Ah,” Starsky nodded, starting the car. “In four years, six months and—“

“Twelve days,” Hutch repeated. “In other words, August 10th, 1973.”

“That I remember. The last divorce hearing after too many attempts to get back together.” Starsky concentrated driving, unwilling to put in the rest of his opinion. That Hutch should never have taken Van back the first two times in ‘71 and ‘72. The stats for their marriage had been pretty bad: Van cheated on him, Hutch moved out, Van moved in with him in a new place, and they had such a knock down fight that both sported black eyes. No, theirs had never been a union made in heaven.

“Community property state.” Hutch heaved a sigh. “And Van wanted more than I ever had to give.”

“Yeah.” Starsky placed a gentle hand on his partner’s thigh. It hurt him deeply what Van had done in the name of “preserving their marriage’. There were so many times when Starsky had been forced to batten down any and all emotion to maintain peace with that witch. He’d only done so because Hutch had the right to live with whomever he wanted—despite the cost. Starsky loved Hutch too much to deny him anything. Hutch had tried and failed, long after he recognized that Van didn’t return the favor.

Hutch had put up with Vanessa’s conniving and vicious ways far longer than most husbands would. That she was murdered on his living room floor nearly set the whole affair on the level of a Greek tragedy. Not to mention a much more mundane version of entertainment. 

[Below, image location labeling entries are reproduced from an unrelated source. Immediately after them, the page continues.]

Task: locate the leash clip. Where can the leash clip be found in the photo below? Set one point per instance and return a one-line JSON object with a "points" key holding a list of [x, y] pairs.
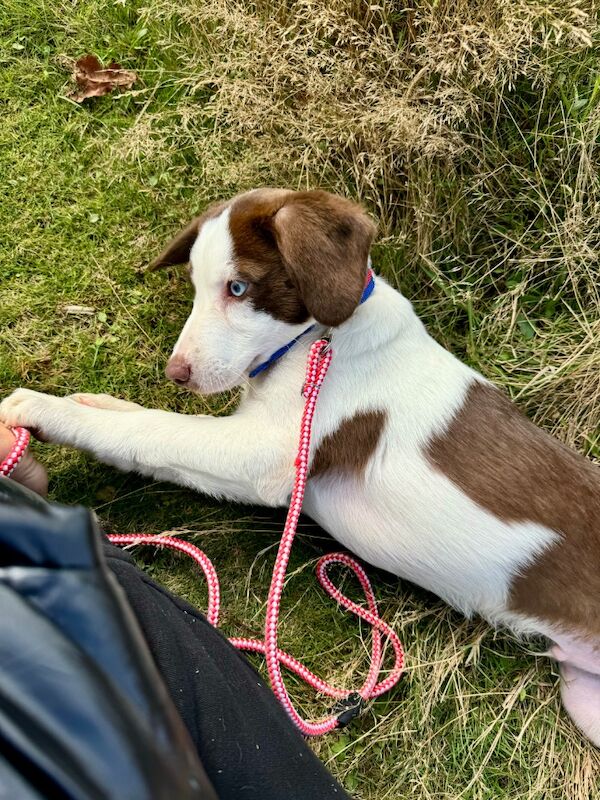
{"points": [[327, 339], [348, 709]]}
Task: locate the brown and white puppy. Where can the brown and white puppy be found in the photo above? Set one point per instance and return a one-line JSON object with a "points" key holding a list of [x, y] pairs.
{"points": [[419, 465]]}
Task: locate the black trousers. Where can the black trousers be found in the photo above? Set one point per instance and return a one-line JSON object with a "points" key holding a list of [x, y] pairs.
{"points": [[247, 745]]}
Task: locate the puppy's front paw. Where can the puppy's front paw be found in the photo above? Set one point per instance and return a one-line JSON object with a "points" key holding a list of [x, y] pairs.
{"points": [[34, 410]]}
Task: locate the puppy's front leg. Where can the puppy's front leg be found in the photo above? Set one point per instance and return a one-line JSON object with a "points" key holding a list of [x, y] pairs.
{"points": [[249, 460]]}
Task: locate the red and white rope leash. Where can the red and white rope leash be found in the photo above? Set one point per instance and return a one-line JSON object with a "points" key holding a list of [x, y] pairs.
{"points": [[11, 462], [350, 704]]}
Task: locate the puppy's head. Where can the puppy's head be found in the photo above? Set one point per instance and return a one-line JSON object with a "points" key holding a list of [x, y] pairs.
{"points": [[264, 266]]}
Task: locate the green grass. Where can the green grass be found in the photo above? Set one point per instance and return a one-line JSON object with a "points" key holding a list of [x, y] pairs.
{"points": [[471, 131]]}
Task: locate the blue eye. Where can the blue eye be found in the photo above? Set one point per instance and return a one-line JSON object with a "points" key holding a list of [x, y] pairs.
{"points": [[237, 288]]}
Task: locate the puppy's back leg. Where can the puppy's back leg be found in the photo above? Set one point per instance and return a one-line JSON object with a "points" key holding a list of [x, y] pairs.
{"points": [[580, 692]]}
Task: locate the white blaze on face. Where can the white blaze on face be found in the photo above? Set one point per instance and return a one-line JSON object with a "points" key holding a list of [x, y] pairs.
{"points": [[224, 336]]}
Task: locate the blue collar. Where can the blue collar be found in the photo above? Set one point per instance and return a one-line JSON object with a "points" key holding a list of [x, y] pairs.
{"points": [[367, 292]]}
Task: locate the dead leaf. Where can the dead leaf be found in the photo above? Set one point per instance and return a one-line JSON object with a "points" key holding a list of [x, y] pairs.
{"points": [[79, 311], [93, 80]]}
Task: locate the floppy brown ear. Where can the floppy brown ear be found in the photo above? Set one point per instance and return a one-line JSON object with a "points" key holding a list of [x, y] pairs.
{"points": [[178, 249], [324, 241]]}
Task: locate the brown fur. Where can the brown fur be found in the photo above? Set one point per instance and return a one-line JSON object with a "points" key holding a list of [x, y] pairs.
{"points": [[521, 474], [325, 241], [303, 253], [258, 258], [350, 447]]}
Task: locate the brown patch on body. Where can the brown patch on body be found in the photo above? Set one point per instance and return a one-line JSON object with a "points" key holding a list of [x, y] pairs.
{"points": [[350, 447], [512, 468]]}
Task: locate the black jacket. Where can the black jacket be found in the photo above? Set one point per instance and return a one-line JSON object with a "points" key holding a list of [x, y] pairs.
{"points": [[84, 713]]}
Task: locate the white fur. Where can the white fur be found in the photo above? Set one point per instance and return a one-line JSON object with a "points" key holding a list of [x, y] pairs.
{"points": [[403, 515]]}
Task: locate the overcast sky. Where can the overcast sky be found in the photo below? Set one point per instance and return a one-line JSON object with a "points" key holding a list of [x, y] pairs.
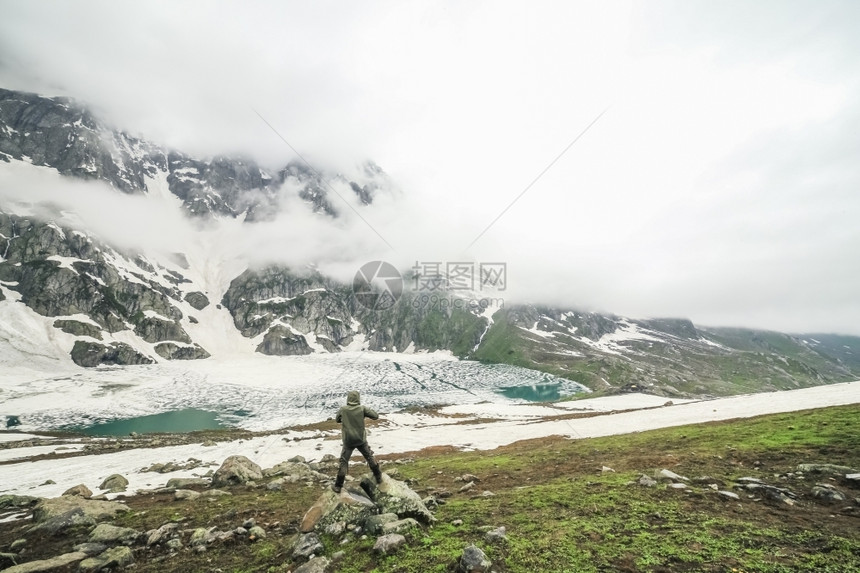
{"points": [[721, 184]]}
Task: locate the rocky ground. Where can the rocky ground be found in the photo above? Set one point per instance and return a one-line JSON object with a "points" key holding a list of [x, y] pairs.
{"points": [[776, 493]]}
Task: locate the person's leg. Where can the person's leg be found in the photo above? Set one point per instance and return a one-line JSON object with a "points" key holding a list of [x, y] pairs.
{"points": [[345, 454], [371, 461]]}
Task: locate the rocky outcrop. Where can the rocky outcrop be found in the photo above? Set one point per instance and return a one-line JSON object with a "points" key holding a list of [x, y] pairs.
{"points": [[236, 470], [197, 300], [78, 328], [171, 351], [91, 354], [281, 341]]}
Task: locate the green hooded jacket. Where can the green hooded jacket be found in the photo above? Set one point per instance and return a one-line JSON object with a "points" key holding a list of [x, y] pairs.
{"points": [[352, 417]]}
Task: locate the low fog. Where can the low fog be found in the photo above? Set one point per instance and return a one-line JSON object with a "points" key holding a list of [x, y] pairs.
{"points": [[720, 184]]}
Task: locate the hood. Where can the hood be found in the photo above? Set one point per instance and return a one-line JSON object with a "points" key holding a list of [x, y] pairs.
{"points": [[353, 398]]}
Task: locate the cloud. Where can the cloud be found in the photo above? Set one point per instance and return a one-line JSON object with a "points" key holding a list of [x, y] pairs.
{"points": [[718, 186]]}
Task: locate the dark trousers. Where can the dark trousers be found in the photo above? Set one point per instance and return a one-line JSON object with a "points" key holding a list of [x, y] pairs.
{"points": [[346, 453]]}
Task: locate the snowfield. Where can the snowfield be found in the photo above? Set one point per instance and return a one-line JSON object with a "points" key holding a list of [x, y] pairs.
{"points": [[408, 432]]}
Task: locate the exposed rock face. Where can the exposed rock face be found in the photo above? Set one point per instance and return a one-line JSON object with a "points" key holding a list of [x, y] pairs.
{"points": [[114, 483], [90, 354], [236, 470], [281, 341], [79, 328], [197, 300], [171, 351]]}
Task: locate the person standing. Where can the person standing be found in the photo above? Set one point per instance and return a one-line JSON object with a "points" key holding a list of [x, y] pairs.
{"points": [[351, 417]]}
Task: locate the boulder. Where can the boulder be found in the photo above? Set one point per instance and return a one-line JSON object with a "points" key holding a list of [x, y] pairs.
{"points": [[315, 565], [17, 501], [828, 493], [114, 483], [394, 496], [53, 564], [331, 508], [56, 514], [184, 483], [113, 558], [388, 544], [374, 524], [293, 472], [400, 526], [162, 534], [473, 560], [79, 490], [306, 546], [236, 470], [109, 534]]}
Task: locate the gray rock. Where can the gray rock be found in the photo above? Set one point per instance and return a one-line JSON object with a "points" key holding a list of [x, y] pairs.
{"points": [[306, 546], [91, 354], [162, 534], [331, 508], [172, 351], [373, 524], [114, 483], [828, 493], [668, 475], [184, 483], [315, 565], [7, 559], [78, 328], [17, 501], [107, 534], [53, 564], [56, 514], [186, 494], [113, 558], [236, 470], [281, 341], [388, 544], [393, 496], [79, 490], [90, 548], [256, 532], [399, 526], [473, 560], [197, 300], [831, 469]]}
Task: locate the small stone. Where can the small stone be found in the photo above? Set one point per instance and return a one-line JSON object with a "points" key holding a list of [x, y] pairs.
{"points": [[388, 544], [466, 487], [473, 560]]}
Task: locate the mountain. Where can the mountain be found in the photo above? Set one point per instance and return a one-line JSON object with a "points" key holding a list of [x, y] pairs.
{"points": [[67, 295]]}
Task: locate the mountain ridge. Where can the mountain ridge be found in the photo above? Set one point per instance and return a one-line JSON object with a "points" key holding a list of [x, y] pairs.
{"points": [[125, 307]]}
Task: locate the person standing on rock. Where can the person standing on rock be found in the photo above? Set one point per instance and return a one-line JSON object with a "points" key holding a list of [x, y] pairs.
{"points": [[352, 418]]}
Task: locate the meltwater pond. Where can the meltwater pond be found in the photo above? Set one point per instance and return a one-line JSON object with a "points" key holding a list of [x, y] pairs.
{"points": [[187, 420], [267, 393]]}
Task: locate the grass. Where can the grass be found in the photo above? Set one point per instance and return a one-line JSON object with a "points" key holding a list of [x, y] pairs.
{"points": [[563, 512]]}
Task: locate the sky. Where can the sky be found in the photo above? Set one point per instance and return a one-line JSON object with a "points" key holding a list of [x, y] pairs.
{"points": [[719, 181]]}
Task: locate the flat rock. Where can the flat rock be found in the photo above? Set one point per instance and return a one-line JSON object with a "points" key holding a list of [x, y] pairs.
{"points": [[315, 565], [388, 544], [52, 564], [107, 533], [346, 506], [113, 558]]}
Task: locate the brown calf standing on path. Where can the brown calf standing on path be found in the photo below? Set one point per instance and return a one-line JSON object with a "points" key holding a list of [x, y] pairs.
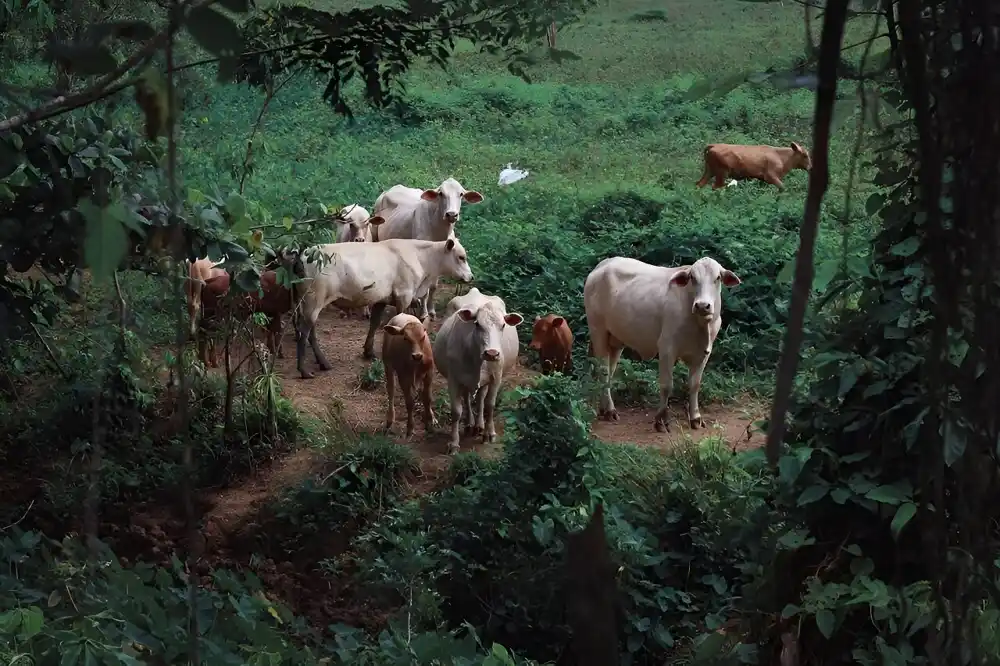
{"points": [[213, 293], [275, 302], [553, 341], [767, 163], [408, 356]]}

“Hey.” Starsky leaned his left elbow against the car door, maneuvering the steering wheel with two fingers. 

Hutch looked up, his brow furrowed and eyes dulled with grief. But at least Starsky had his attention, which was a damned sight better than the last few days. “You ever watch Bonanza?”

“You know westerns aren’t my bag,” Hutch said dismissively. 

However, there was that little spark of interest that told Starsky he’d snagged Hutch. All he had to do was reel him in. 

“Right,” Starsky drawled, taking a left onto Crenshaw. Not the Pits today with its familiarity. Nor Nellie’s where there could be half a dozen cops at any one time. Hutch needed a dark anonymous bar where they could tuck back a couple doubles and quietly hold hands. “You say that, even though you own three cowboy hats, a vest, a leather jacket _with fringe,_ ” he grinned, cocking his forefinger at Hutch, “and a toy Colt that uses a roll of caps.” He had to admit to that he adored the astringent scent when the hammer hit the cap with a mini explosion of noise and smoke.

“You gave me that gun,” Hutch said dryly, looking out the windshield. “Where are we going?”

“A bar.”

“That’s informative.” Hutch rolled his eyes, arms crossed, folded in on himself.

“Someplace neutral, where we don’t know anyone and can drink until we’re three sheets to the wind, then sleep it off in the car,” Starsky patted his comfortable seats, “until one of us is sober enough to drive home.”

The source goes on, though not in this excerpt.